Friday 28 April 2017

SH. LIPSHITS

SH. LIPSHITS
            He came from Ukraine.  Until 1937 he lived in Kharkov and Kiev.  He was a leader in the Komerd (Committee for Land Settlement of Jewish Laborers [Komzet in Russian]) and Gezerd (All-Union Association for the Agricultural Settlement of Jewish Workers in the USSR) movements.  He was also a manager in the social-economic section of the Institute for Jewish Proletarian Culture at the Ukrainian Academy of Sciences, and he traveled around with its brigade researching the condition of the Jewish town after the Revolution.  He wrote for: Der shtern (The star) and Royte velt (Red world) in Kharkov; and Proletarishe fon (Red banner) in Kiev (1930-1936); as well as Radians׳ka Ukraïna (Red Ukraine) in Kiev, in which he published articles on socio-economic questions.  He penned a series of anonymous pamphlets of Gezerd agitation literature in Yiddish and in Russian—see, for example, Proletarishe fon (January 29, 1932).  His book, Vegn shtetl (On the town) (Kharkov-Kiev, 1932), 69 pp., was a polemic on the transformed structure of the Jewish town after the October Revolution, including such authors as: I. I. Vaytsblit, “Vegn altn un nayem shtetl” (On the old and new town); A. Skuditski, “Dos ekonomishe lebn in yidishn shtetl” (The economic life in the Jewish town); and M. Kiper, “Dos yidishe shtetl in ukraine” (The Jewish town in Ukraine); among others.  In 1937 he was arrested for “Jewish nationalism” and thereafter no one heard anything about him.
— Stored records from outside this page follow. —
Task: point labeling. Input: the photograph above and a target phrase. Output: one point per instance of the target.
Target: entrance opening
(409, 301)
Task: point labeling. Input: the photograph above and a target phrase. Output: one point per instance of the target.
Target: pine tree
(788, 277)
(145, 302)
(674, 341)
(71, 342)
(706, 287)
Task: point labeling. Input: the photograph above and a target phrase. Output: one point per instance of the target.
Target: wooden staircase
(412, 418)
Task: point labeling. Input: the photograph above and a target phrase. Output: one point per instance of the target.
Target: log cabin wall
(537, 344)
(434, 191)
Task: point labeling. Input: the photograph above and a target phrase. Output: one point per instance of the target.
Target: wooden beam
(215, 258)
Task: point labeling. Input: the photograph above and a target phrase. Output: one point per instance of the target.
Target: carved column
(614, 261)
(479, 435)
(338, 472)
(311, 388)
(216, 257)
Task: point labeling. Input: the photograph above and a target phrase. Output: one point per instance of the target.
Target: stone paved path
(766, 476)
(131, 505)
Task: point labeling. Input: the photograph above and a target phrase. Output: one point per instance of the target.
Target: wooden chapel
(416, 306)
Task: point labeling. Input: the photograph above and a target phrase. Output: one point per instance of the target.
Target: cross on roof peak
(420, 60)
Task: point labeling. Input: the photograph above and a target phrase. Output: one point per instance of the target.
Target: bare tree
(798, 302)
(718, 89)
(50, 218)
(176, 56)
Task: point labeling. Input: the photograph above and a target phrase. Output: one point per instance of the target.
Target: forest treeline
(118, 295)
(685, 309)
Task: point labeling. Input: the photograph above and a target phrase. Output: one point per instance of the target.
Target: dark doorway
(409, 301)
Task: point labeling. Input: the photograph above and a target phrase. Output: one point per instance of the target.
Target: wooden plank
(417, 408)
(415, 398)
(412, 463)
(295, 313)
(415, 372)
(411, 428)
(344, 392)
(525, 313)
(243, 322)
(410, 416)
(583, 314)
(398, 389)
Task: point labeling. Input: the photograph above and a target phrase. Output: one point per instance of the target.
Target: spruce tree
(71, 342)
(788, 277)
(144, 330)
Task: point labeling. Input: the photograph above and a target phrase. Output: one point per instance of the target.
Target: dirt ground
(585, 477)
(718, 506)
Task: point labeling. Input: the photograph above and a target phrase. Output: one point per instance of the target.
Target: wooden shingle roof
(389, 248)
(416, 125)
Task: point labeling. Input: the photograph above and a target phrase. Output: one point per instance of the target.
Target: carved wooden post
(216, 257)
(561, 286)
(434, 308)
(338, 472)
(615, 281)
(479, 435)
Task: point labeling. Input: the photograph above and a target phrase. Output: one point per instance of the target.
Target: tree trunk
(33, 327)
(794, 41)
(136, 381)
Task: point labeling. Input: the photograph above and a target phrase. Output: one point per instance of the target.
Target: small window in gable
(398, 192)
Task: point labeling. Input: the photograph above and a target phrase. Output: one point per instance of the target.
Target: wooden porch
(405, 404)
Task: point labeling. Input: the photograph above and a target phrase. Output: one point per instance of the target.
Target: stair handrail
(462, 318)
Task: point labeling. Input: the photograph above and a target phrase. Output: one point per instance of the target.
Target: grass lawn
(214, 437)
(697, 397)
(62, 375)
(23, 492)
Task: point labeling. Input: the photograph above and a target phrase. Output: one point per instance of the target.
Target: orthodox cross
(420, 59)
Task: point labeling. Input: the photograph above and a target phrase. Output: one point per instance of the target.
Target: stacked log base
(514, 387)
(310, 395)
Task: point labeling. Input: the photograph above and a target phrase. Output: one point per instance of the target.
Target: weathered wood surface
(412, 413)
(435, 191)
Sources: Y. Liberberg, in Proletarishe fon (Kiev) (January 18, 1932); N. Rubinshteyn, Dos yidishe bukh in sovetn-farband 1932 (The Yiddish book in the Soviet Union, 1932) (Minsk, 1933), see index; Yivo-bleter (Vilna) 6.1 (1934); Chone Shmeruk, comp., Pirsumim yehudiim babrit-hamoatsot, 1917-1961 (Jewish publications in the Soviet Union, 1917-1961) (Jerusalem, 1961), see index.